И Родольф, и Леон, каждый по-своему, чуют, что Эмма находится в отношениях не с ними как таковыми, а с проецируемыми на них собственными стереотипами, которых набралась из романтического чтения. Только своего супруга Эмма видит таким, каков он есть, без всяких иллюзий, и за то, что он всего лишь такой, какой есть, она его презирает. Сен-Бёв укоряет Эмму за ее неспособность понять, что, если человек не в силах терпеть некоторую скуку, жизнь будет невыносима. Однако если и есть хоть одна черта, которая выделяет Эмму среди всех остальных йонвильских жен, – это ее неспособность, прямой отказ терпеть скуку в виде супруга, с которым ей уныло, и ребенка, к которому она не питает нежности.
Подзаголовок «Госпожи Бовари» – «Moeurs de province»[127]: как люди живут в провинции. Мелкие супружеские измены – всегда часть этого образа жизни. Проект, на который друзья-писатели уговорили Флобера, был призван вскрыть жизнь мелкой провинциальной прелюбодейки. Но под пером писателя эта прелюбодейка превратилась в нечто большее, в итоге взяв верх над писателем, став им.

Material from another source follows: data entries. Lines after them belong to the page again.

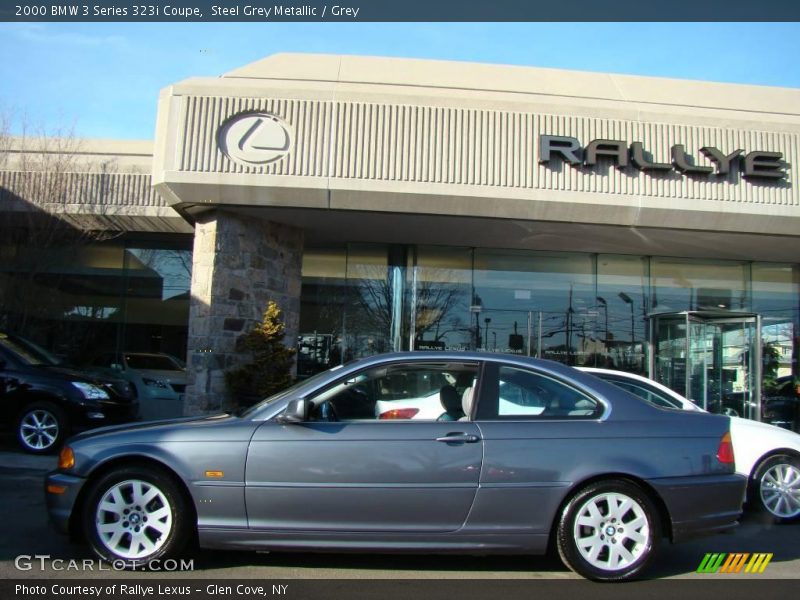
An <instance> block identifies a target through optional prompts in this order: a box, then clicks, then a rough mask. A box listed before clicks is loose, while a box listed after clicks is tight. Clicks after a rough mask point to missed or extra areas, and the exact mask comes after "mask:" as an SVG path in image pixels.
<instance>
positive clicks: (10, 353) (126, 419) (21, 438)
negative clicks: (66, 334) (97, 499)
mask: <svg viewBox="0 0 800 600" xmlns="http://www.w3.org/2000/svg"><path fill="white" fill-rule="evenodd" d="M138 411H139V407H138V402H137V401H136V399H135V398H134V397H133V394H132V391H131V388H130V385H129V384H128V383H127V382H125V381H122V380H121V379H119V378H109V377H100V376H96V375H93V374H89V373H87V372H85V371H83V370H79V369H76V368H72V367H67V366H64V365H61V364H59V362H58V360H57V359H55V358H54V357H52V356H51V355H50V354H48V353H47V352H46V351H45V350H43V349H42V348H39V347H38V346H37V345H36V344H33V343H31V342H29V341H28V340H25V339H24V338H21V337H18V336H13V335H10V334H6V333H2V332H0V415H2V420H1V421H0V422H1V423H2V426H3V428H4V429H7V430H12V431H13V432H14V434H15V437H16V438H17V441H18V442H19V444H20V446H21V447H22V449H23V450H25V451H26V452H31V453H35V454H44V453H47V452H52V451H55V450H56V449H57V448H58V447H59V446H60V445H61V444H62V443H63V441H64V440H65V439H66V438H67V437H69V435H70V434H71V433H74V432H77V431H81V430H84V429H89V428H93V427H101V426H104V425H112V424H116V423H124V422H127V421H132V420H134V419H136V418H137V415H138Z"/></svg>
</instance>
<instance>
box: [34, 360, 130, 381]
mask: <svg viewBox="0 0 800 600" xmlns="http://www.w3.org/2000/svg"><path fill="white" fill-rule="evenodd" d="M36 369H37V372H38V373H43V374H47V375H51V376H53V377H58V378H59V379H64V380H66V381H85V382H86V383H98V384H104V383H109V384H117V383H120V382H123V383H124V381H123V380H122V379H120V378H119V377H106V376H103V375H98V374H96V373H87V372H86V371H81V370H78V369H75V368H72V367H65V366H55V365H40V366H38V367H36Z"/></svg>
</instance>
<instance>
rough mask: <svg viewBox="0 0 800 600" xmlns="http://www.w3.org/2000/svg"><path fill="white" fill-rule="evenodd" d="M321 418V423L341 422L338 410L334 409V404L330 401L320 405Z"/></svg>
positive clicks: (320, 417) (322, 403) (319, 411)
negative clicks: (331, 402) (337, 414)
mask: <svg viewBox="0 0 800 600" xmlns="http://www.w3.org/2000/svg"><path fill="white" fill-rule="evenodd" d="M319 417H320V419H319V420H320V421H328V422H333V421H338V420H339V418H338V417H337V415H336V409H335V408H334V406H333V404H332V403H331V402H330V401H329V400H326V401H325V402H323V403H322V404H321V405H320V407H319Z"/></svg>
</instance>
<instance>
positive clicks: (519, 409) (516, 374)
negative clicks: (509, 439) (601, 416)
mask: <svg viewBox="0 0 800 600" xmlns="http://www.w3.org/2000/svg"><path fill="white" fill-rule="evenodd" d="M498 384H499V385H498V388H499V389H498V396H499V397H498V403H497V416H498V417H499V418H541V419H573V418H577V419H581V418H583V419H586V418H595V417H597V416H599V415H600V413H601V412H602V406H601V405H600V403H599V402H597V401H596V400H594V399H592V398H590V397H588V396H586V395H585V394H583V393H582V392H580V391H578V390H577V389H575V388H573V387H571V386H569V385H567V384H565V383H562V382H560V381H557V380H555V379H552V378H550V377H547V376H545V375H542V374H540V373H535V372H533V371H527V370H525V369H517V368H515V367H500V369H499V376H498Z"/></svg>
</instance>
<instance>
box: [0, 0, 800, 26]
mask: <svg viewBox="0 0 800 600" xmlns="http://www.w3.org/2000/svg"><path fill="white" fill-rule="evenodd" d="M148 2H149V3H148ZM0 21H10V22H15V21H16V22H45V21H50V22H73V23H86V22H107V21H117V22H195V23H197V22H292V21H296V22H314V21H316V22H355V21H363V22H377V21H386V22H388V21H406V22H413V21H418V22H426V21H427V22H478V21H489V22H503V21H523V22H524V21H528V22H534V21H540V22H547V21H597V22H603V21H604V22H610V21H641V22H643V21H698V22H699V21H728V22H734V21H763V22H767V21H773V22H777V21H800V2H798V1H797V0H705V1H704V2H698V1H697V0H569V2H559V1H557V0H435V1H433V2H432V1H431V0H343V3H341V4H337V3H331V2H318V1H315V0H307V1H305V2H295V1H292V0H286V1H283V2H274V1H270V0H211V1H209V0H171V1H167V2H163V1H158V2H156V1H154V0H143V1H139V2H134V1H131V0H89V1H81V0H78V1H70V0H63V1H57V2H53V1H49V0H47V1H42V0H32V1H30V2H27V1H24V0H23V1H15V0H5V1H4V2H3V6H2V8H0Z"/></svg>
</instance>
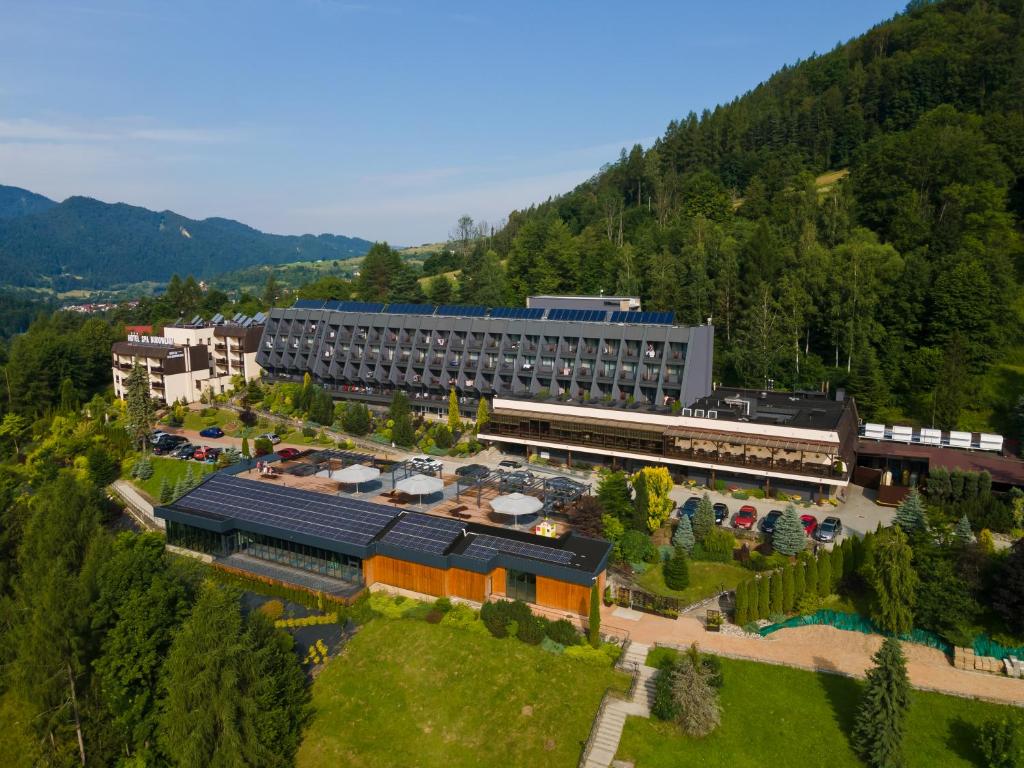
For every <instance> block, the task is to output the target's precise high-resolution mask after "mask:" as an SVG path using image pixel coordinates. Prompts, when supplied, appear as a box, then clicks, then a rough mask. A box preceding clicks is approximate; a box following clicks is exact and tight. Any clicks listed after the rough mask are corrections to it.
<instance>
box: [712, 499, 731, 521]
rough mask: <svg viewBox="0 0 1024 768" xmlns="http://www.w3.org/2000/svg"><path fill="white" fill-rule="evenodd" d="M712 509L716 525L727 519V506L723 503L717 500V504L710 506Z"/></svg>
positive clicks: (724, 520) (727, 519) (728, 515)
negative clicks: (713, 514) (714, 517)
mask: <svg viewBox="0 0 1024 768" xmlns="http://www.w3.org/2000/svg"><path fill="white" fill-rule="evenodd" d="M712 509H714V510H715V524H716V525H722V524H723V523H724V522H725V521H726V520H728V519H729V508H728V507H727V506H725V505H724V504H722V502H718V503H717V504H715V505H714V506H713V507H712Z"/></svg>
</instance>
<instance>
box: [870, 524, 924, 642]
mask: <svg viewBox="0 0 1024 768" xmlns="http://www.w3.org/2000/svg"><path fill="white" fill-rule="evenodd" d="M912 559H913V552H912V551H911V550H910V547H909V545H908V544H907V543H906V535H905V534H904V532H903V529H902V528H901V527H899V526H897V525H894V526H892V527H891V528H888V529H887V530H886V531H885V534H884V535H881V536H879V537H877V541H876V542H874V545H873V547H872V548H871V562H870V565H869V567H868V572H869V577H868V583H869V584H870V585H871V588H872V590H873V592H874V600H873V603H872V606H871V618H873V620H874V623H876V624H877V625H878V626H879V627H880V628H881V629H882V630H883V632H888V633H891V634H894V635H902V634H904V633H907V632H909V631H910V630H911V629H912V627H913V603H914V594H915V589H916V586H918V575H916V573H915V572H914V570H913V567H912V565H911V560H912Z"/></svg>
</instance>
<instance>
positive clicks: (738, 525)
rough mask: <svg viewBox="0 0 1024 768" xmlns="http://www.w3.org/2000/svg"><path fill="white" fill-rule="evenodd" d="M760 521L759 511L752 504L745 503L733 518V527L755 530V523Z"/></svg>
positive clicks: (745, 529) (744, 529)
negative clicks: (754, 529)
mask: <svg viewBox="0 0 1024 768" xmlns="http://www.w3.org/2000/svg"><path fill="white" fill-rule="evenodd" d="M757 521H758V511H757V510H756V509H754V507H752V506H751V505H750V504H744V505H743V506H742V507H740V508H739V511H738V512H737V513H736V516H735V517H733V518H732V527H734V528H743V529H744V530H753V529H754V524H755V523H756V522H757Z"/></svg>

Письма к Луиз Коле запечатлевают этот процесс. В декабре 1853 года, сразу после того, как была дописана сцена первого соития Эммы и Родольфа в лесу, завороженный Флобер пишет Луиз:
Сегодня… мужчина и женщина, любовник и возлюбленная, я ехал по лесу осенним днем, под желтой листвой, и я же был лошадьми, листвой, ветром, словами, которые произносили люди, даже красным солнцем, что вынуждало их прикрывать затопленные любовью глаза[128].
В моменты такого напряжения чувств писательство уже не сводится к поиску слов, отражающих заданный, уже существующий мир. Напротив, писательство приводит некий мир в бытие. «Все, что изобретается, – правда… Моя бедная Бовари, без сомнения, страдает и плачет в этот самый миг – в двадцати деревнях по всей Франции»[129].

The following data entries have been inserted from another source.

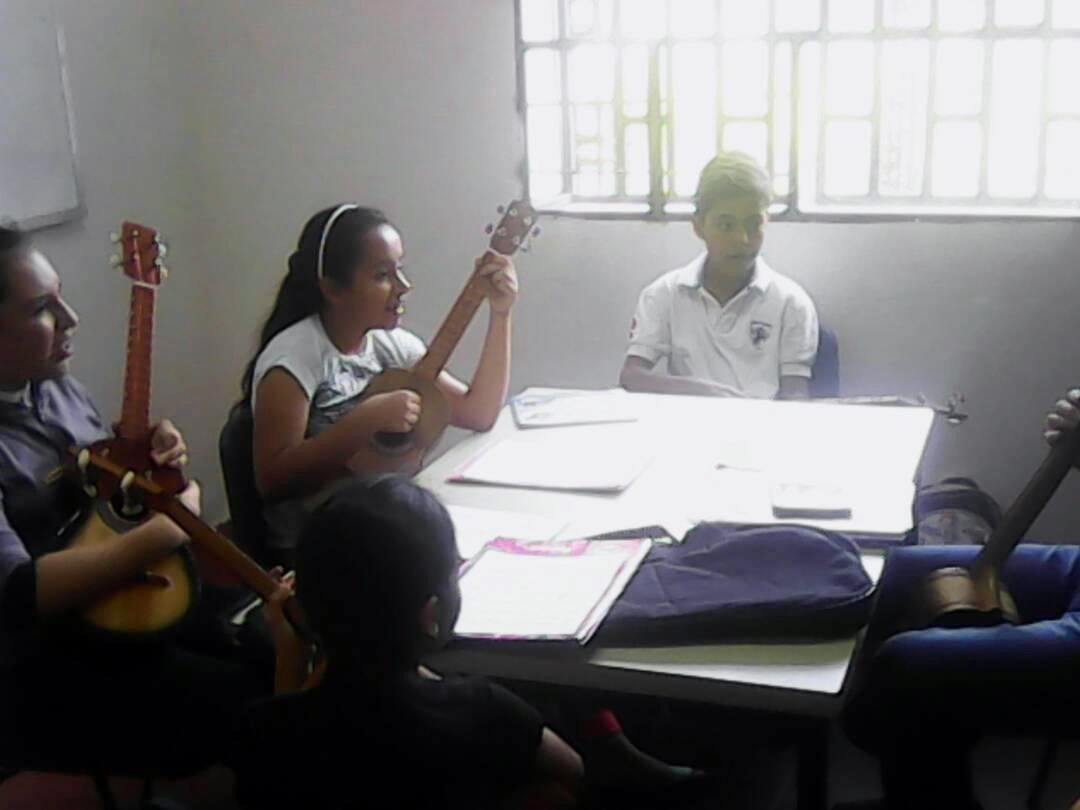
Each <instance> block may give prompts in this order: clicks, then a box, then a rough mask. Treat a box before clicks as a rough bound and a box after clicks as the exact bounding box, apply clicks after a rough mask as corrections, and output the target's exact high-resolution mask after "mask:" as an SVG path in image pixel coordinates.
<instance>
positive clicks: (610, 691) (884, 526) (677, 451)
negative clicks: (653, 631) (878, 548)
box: [416, 394, 933, 807]
mask: <svg viewBox="0 0 1080 810" xmlns="http://www.w3.org/2000/svg"><path fill="white" fill-rule="evenodd" d="M634 397H635V401H636V402H638V403H639V404H640V418H639V420H638V422H636V423H634V426H633V431H632V435H634V436H635V437H636V441H640V442H642V443H643V445H644V446H646V447H647V448H648V453H649V455H650V461H649V463H648V465H647V467H646V469H645V470H644V472H643V473H642V474H640V475H639V476H638V477H637V478H635V480H634V482H633V483H632V484H631V485H630V486H629V487H627V488H626V489H624V490H623V491H622V492H619V494H617V495H596V494H582V492H569V491H554V490H539V489H526V488H511V487H500V486H487V485H476V484H459V483H450V482H448V481H447V478H448V477H449V476H450V475H451V474H453V473H454V472H455V471H456V470H458V469H459V468H460V467H461V465H462V464H464V463H467V462H468V461H469V460H470V459H473V458H475V457H476V456H477V455H478V454H481V453H483V451H484V450H485V449H487V448H489V447H491V446H492V445H495V444H496V443H498V442H500V441H501V440H503V438H505V437H508V436H515V435H521V434H525V433H528V434H532V435H535V437H536V441H544V433H545V432H546V431H590V430H599V429H600V428H599V427H597V426H593V427H576V428H543V429H530V430H528V431H522V430H519V429H518V428H517V427H516V426H515V424H514V421H513V418H512V415H511V413H510V408H509V406H508V407H507V408H503V411H502V414H501V415H500V417H499V420H498V422H497V424H496V427H495V428H494V429H492V430H491V431H490V432H488V433H483V434H474V435H472V436H469V437H468V438H465V440H464V441H462V442H461V443H459V444H458V445H456V446H455V447H453V448H450V449H449V450H448V451H447V453H446V454H444V455H443V456H442V457H441V458H438V459H437V460H435V461H434V462H433V463H432V464H430V465H429V467H428V468H426V469H424V470H422V471H421V472H420V473H419V474H418V475H417V477H416V481H417V482H418V483H419V484H421V485H423V486H426V487H428V488H430V489H432V490H433V491H435V492H436V494H437V495H438V496H440V497H441V498H442V499H443V500H444V502H446V503H451V504H458V505H464V507H478V508H488V509H496V510H505V511H513V512H523V513H529V514H537V515H543V516H548V517H557V518H559V519H563V518H565V519H566V521H567V525H566V527H565V529H564V530H563V531H562V532H561V534H559V536H561V537H582V536H588V535H591V534H599V532H600V531H607V530H613V529H618V528H632V527H638V526H647V525H652V524H660V525H663V526H665V527H667V526H673V527H677V528H686V527H687V526H689V525H690V524H691V523H693V522H697V521H701V519H714V521H725V522H731V523H778V521H777V519H775V518H774V517H773V516H772V510H771V504H770V500H769V486H768V483H767V481H766V480H765V477H766V476H764V474H762V473H760V472H756V471H753V470H746V469H717V463H718V462H721V461H730V463H733V464H735V463H737V464H741V465H744V467H753V465H754V463H757V462H760V463H762V464H768V465H771V467H770V469H772V468H775V467H778V465H779V467H784V468H785V469H793V470H797V469H800V468H806V469H811V468H812V469H821V468H824V469H826V470H832V471H838V472H840V473H843V474H849V473H851V472H855V473H856V475H855V476H854V477H856V478H858V481H859V482H861V484H862V485H863V486H861V487H859V491H858V492H855V494H854V496H853V497H854V499H855V500H854V502H853V509H852V515H851V517H850V518H846V519H840V521H819V522H816V525H820V526H824V527H829V528H836V529H838V530H847V531H858V532H865V534H878V535H882V536H899V535H902V534H903V532H904V531H905V530H906V529H908V528H909V527H910V523H912V517H910V515H912V512H910V509H912V499H913V497H914V492H915V484H914V482H915V478H916V474H917V470H918V465H919V461H920V459H921V457H922V451H923V448H924V446H926V442H927V438H928V436H929V433H930V428H931V426H932V421H933V411H932V410H930V409H929V408H912V407H886V406H853V405H835V404H825V403H813V402H810V403H782V402H764V401H743V400H715V399H706V397H686V396H664V395H654V394H635V395H634ZM619 427H621V428H626V427H627V426H619ZM747 460H751V461H753V462H754V463H747ZM567 462H568V463H569V464H572V463H573V459H567ZM848 477H849V478H850V477H852V476H851V475H850V474H849V475H848ZM811 523H812V522H811ZM863 563H864V565H865V567H866V569H867V571H868V572H869V575H870V576H872V578H874V579H875V580H876V579H877V577H878V576H879V575H880V570H881V567H882V563H883V557H882V555H881V554H879V553H866V554H864V555H863ZM855 644H856V639H855V638H843V639H838V640H833V642H827V643H815V644H717V645H703V646H688V647H637V648H608V649H605V648H594V647H592V646H588V645H586V646H585V647H582V648H567V647H561V648H557V649H553V648H552V647H550V646H546V645H545V646H542V647H535V648H534V647H529V646H528V645H527V644H513V645H507V646H499V645H497V644H491V643H487V644H455V645H451V646H450V647H449V648H448V649H446V650H444V651H442V652H440V653H437V654H436V656H434V657H432V659H431V660H430V664H431V665H432V666H433V667H435V669H442V670H444V671H449V672H460V673H470V674H478V675H486V676H488V677H498V678H507V679H518V680H528V681H534V683H542V684H551V685H558V686H569V687H578V688H590V689H599V690H605V691H610V692H625V693H638V694H652V696H659V697H666V698H672V699H676V700H683V701H691V702H699V703H707V704H714V705H723V706H732V707H741V708H751V710H761V711H769V712H780V713H784V714H789V715H794V716H797V717H804V718H807V719H808V720H813V721H814V723H813V724H812V727H813V728H814V729H815V731H814V734H815V737H814V738H813V744H812V745H810V746H804V752H805V753H806V752H808V751H809V752H810V756H811V757H818V756H820V757H822V758H821V759H820V760H819V759H814V760H813V762H808V761H806V758H804V760H802V761H801V766H806V767H800V783H802V782H804V781H805V779H807V777H806V772H807V771H822V770H824V756H825V755H824V753H823V751H821V750H820V746H823V745H824V731H823V728H824V725H823V724H822V723H821V720H827V719H828V718H832V717H834V716H835V715H836V713H837V712H838V710H839V705H840V694H841V692H842V689H843V685H845V681H846V678H847V676H848V670H849V665H850V663H851V661H852V657H853V652H854V649H855ZM809 779H810V780H811V782H812V784H810V785H806V784H802V785H801V787H800V794H801V795H802V797H804V801H800V806H801V807H822V806H823V802H824V784H823V783H822V782H820V780H821V779H822V777H821V775H820V773H819V774H816V775H811V777H809ZM814 780H816V781H814ZM807 795H810V796H811V798H810V799H809V800H807V799H806V796H807Z"/></svg>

Этот радикальный идеализм, который Флобер именует «эстетическим мистицизмом», на его взгляд – прямая противоположность материализму. В отличие от прозаика-реалиста, он не подносит зеркало горестям реальной жизни, чтобы тем самым сделать первый шаг к преодолению материальных причин этих горестей. «Ничто не изничтожит страдания, ничто его не устранит, – пишет он Луиз. – Наша цель [как писателей] не исчерпать их, а создать от них отдушину»[130].
В стремлении ко все более насыщенному эротическому переживанию, в любви к красивым вещам и тканям Эмма еще и эстетка, пусть и поверхностная. То, что в начале виделось как насмешливое исследование провинциальных манер, переросло в руках Флобера в сосредоточенный проект выявления героической тональности в Эмминых мелких похождениях. Вопреки сходству судеб, Эмма Анне Карениной не сестра. Наоборот, она далекая внучка Алонсо Кеханы[131], героя эпоса Сервантеса о провинциальной жизни. Возможно, страданиям сестер Эммы в деревнях по всей Франции нет предела, но, читая историю ее приключений, они по крайней мере могут воображать и себя знаменитыми героинями.